In [1]:
from credentials import hf_token
from datasets import load_dataset, Dataset
from huggingface_hub import login
import itertools
import os
from peft import LoraConfig, get_peft_model
import torch
from transformers import AutoModelForCausalLM, AutoTokenizer, BitsAndBytesConfig, TrainingArguments
from trl import SFTTrainer

login(token = hf_token)
device = "cuda" if torch.cuda.is_available() else "cpu"
print(device)

2025-03-09 14:17:40.282246: E external/local_xla/xla/stream_executor/cuda/cuda_fft.cc:477] Unable to register cuFFT factory: Attempting to register factory for plugin cuFFT when one has already been registered
E0000 00:00:1741529860.300585    1193 cuda_dnn.cc:8310] Unable to register cuDNN factory: Attempting to register factory for plugin cuDNN when one has already been registered
E0000 00:00:1741529860.306155    1193 cuda_blas.cc:1418] Unable to register cuBLAS factory: Attempting to register factory for plugin cuBLAS when one has already been registered
2025-03-09 14:17:40.326476: I tensorflow/core/platform/cpu_feature_guard.cc:210] This TensorFlow binary is optimized to use available CPU instructions in performance-critical operations.
To enable the following instructions: AVX2 AVX512F FMA, in other operations, rebuild TensorFlow with the appropriate compiler flags.


cuda


## Load filtered OSCAR Dataset

In [2]:
#-----------------------------------------------------------------------------
# Load Monolingual Dataset from OSCAR-2301 DB
#-----------------------------------------------------------------------------

target_languages = ["en", "de", "ru", "is", "cs", "zh"]

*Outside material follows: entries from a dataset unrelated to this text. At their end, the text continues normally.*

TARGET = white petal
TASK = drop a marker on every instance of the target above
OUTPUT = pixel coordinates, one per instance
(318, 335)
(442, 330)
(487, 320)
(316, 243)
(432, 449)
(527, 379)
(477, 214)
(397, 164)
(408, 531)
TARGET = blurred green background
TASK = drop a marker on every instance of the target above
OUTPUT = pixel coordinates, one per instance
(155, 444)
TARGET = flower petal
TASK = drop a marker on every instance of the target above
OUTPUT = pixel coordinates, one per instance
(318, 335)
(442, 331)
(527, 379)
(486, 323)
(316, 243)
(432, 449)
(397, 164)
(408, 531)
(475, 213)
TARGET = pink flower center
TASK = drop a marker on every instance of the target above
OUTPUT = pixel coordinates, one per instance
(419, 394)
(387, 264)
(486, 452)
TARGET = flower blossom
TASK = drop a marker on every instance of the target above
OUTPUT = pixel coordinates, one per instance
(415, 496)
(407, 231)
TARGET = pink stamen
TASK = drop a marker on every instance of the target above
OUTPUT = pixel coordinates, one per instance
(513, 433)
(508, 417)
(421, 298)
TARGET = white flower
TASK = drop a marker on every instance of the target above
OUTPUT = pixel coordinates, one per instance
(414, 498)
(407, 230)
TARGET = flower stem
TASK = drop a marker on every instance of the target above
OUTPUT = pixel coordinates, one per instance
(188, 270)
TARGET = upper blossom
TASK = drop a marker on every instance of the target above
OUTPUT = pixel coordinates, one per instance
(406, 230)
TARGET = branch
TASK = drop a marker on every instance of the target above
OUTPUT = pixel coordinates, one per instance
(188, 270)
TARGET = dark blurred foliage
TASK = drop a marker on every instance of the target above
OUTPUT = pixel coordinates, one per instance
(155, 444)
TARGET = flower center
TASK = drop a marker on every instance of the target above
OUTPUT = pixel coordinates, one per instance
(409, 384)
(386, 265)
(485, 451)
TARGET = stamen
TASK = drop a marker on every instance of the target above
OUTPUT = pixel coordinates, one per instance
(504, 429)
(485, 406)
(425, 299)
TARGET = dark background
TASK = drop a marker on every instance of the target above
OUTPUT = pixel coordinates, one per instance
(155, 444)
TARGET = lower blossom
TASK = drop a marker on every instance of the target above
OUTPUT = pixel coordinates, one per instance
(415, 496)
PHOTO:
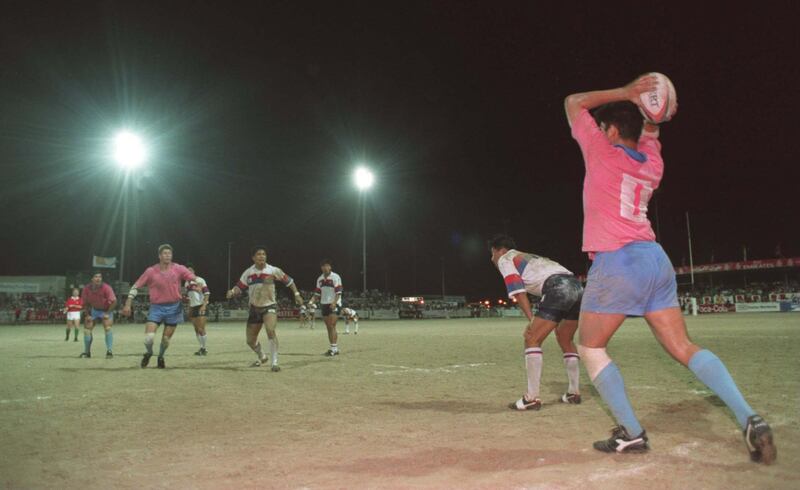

def filter_oscar_dataset(target_languages: list, max_samples_per_language: int = 5000):
    """
    Filters and extracts a subset of texts from the OSCAR dataset for specific languages.
    
    Parameters:
    - target_languages (list): List of language codes to filter.
    - max_samples_per_language (int): Maximum number of samples per language (default: 5000).
    
    Returns:
    - Dataset: A Hugging Face Dataset containing extracted text samples.
    """
    collected_sentences = []

    for language in target_languages:
        oscar_dataset = load_dataset(
            "oscar-corpus/OSCAR-2301",
            language=language,
            streaming=True,
            split="train"
        )

        samples_to_extract = 1000 if language == 'en' else max_samples_per_language
        collected_sentences.extend(item['text'] for item in itertools.islice(oscar_dataset, samples_to_extract))

    return Dataset.from_dict({'text': collected_sentences})


In [3]:
monoLangDataset = filter_oscar_dataset(target_languages,3000)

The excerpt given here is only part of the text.